Também compõem essa frente a realização de auditorias internas e externas, o respeito aos direitos de consumidores, fornecedores e investidores e uma estrutura de governança que conte com membros independentes.

“A boa governança atrai investidores. Por isso, é fundamental mostrar de forma transparente e responsável para o mercado os números da empresa e suas práticas de gestão, bem como ter compliance (conjunto de regras corporativas que precisam estar em conformidade)”, pontua o assessor jurídico ambiental Walter Cerqueira.

 

Ajuda especializada

Atualmente, diversas instituições especializadas em ESG e do setor de transporte rodoviário de cargas (como Fetcemg, Setcemg e CNT) oferecem cursos e formações para ajudar as empresas nessas mudanças. Também há iniciativas para auditar as ações feitas na pauta ESG. São certificações, selos, prêmios e até a Bolsa de Valores, que conta com uma frente específica para sustentabilidade.

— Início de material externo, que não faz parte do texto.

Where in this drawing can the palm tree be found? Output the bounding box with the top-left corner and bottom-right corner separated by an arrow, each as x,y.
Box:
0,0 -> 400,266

O importante, de acordo com todas as fontes ouvidas nesta reportagem, é ter um planejamento e priorizar as ações. Normalmente, segundo os especialistas, as instituições que começam com diversas frentes tendem a perder o foco e o controle das atividades.

Também existem caminhos mais simples para introduzir a agenda ESG nas transportadoras. Realizar o inventário de emissões de gases de efeito estufa e utilizar a tecnologia são boas ações iniciais. A organização do terceiro setor Iniciativa Verde tem uma “Calculadora de CO2” disponível em seu site: https://www.iniciativaverde.org.br/calculadora. Outra ferramenta é a http://www.neutralizecarbono.com.br/calculadoradecarbono/, que calcula a “pegada de carbono”, ou seja, a emissão de gases de efeito estufa. Refere-se ao rastro deixado pela atividade.

Essas informações facilitam o inventário de emissões e, assim, podem contribuir para a elaboração de um plano pra neutralizar as pegadas de carbono.